2. The Trust document will clearly state that the ROTH IRA is to remain a ROTH IRA for the allowed 10-year period and that the Trustee shall accumulate all ROTH earnings (Div’s, Cap Gains etc.) during that 10 year tax free period into the ROTH IRA and then shall distribute the entire tax free balance of the ROTH into the Trust in year 10 but preferable after any year end distributions on holdings in year 10. What recourse would the Trust beneficiary have if the Trustee failed to distribute the ROTH to the Trust in the 10th year while that distribution is still a tax-free distribution even though the Trust provisions clearly required that action to occur?
3. Regarding the 10-year tax free distribution period for a non-spouse (non-EBD) beneficiary of a ROTH IRA from an owner death in January 2025, would year #10 be December 31, 2035, therefore giving the beneficiary almost 11 years of tax-free growth or otherwise?
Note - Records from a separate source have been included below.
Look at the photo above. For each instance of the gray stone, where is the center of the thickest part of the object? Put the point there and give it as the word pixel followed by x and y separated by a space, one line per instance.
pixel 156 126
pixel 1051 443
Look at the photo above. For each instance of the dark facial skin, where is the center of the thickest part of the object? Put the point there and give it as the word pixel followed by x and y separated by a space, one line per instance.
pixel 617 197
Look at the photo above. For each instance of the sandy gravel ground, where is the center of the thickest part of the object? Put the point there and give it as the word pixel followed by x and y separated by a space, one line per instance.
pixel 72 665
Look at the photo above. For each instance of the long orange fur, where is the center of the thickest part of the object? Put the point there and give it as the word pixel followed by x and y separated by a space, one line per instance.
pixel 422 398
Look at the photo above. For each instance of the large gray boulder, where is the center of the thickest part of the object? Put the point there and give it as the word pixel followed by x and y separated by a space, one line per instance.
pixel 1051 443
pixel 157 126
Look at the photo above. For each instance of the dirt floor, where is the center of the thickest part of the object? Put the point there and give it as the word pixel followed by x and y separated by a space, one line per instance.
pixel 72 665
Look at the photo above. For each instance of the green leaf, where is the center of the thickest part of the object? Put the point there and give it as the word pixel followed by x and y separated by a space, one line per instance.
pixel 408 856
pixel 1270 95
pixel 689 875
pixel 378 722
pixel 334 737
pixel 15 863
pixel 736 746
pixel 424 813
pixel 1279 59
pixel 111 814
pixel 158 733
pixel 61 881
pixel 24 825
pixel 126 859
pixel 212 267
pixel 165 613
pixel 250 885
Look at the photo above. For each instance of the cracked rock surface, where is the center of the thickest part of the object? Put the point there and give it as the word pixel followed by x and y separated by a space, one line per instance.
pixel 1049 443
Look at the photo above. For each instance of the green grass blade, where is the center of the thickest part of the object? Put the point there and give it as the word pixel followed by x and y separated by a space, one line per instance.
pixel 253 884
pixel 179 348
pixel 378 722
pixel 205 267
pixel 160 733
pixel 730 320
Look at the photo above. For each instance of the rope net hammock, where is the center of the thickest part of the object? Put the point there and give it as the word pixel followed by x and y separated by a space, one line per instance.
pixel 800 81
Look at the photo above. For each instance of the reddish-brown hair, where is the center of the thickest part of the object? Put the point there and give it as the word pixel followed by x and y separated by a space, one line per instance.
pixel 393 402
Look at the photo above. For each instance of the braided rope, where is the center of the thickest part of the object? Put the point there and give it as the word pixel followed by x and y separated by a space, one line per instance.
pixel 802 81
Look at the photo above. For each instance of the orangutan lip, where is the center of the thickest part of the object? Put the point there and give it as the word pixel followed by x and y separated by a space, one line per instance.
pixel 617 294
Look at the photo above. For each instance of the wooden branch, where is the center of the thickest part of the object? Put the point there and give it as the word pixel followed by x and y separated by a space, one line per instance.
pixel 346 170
4. In the 11th year after the year of the ROTH owner’s death the former ROTH is no longer a tax deferred investment and no distributions from the investment “principal” are required but any earnings are taxed either to the Trust at Trust tax rates if accumulated in the Trust or to the beneficiary at their tax rate if distributed?
- If any Non-Tax Deferred assets reside in the Irrevocable Trust, their earnings will be distributed annually to the Trust beneficiary and taxed at their tax rate reported on the person’s IRS 1040?
Permalink Submitted by Alan - IRA critic on Tue, 2025-03-11 13:55
Your opening paragraph is correct.
When the trust inherits the Roth IRA from the surviving spouse, the inherited IRA will have to show the name of the trust and the name of the deceased spouse in no particular order. Each custodian has their own rules, perhaps with limited number of characters which will result in abbreviations in many cases. The IRS has no specific requirements other than the identification of both decedent and the trust.
A trust beneficiary always has legal recourse against a trustee that violates the terms of the trust. Damage amounts are subjective, but payment of an excess accumulation penalty would certainly be a specific dollar penalty which would be a cause for recourse.
Re Q 3, there would be almost 11 years of time to generate gains since the inherited Roth need only be distributed by the end of 2035.
Re Q 4 and 5 – that is correct. Accumulated earnings in the trust would be taxed at the higher trust rates. But if timely distributed to trust beneficiaries on a K 1, the beneficiary would pay the tax at their personal rate.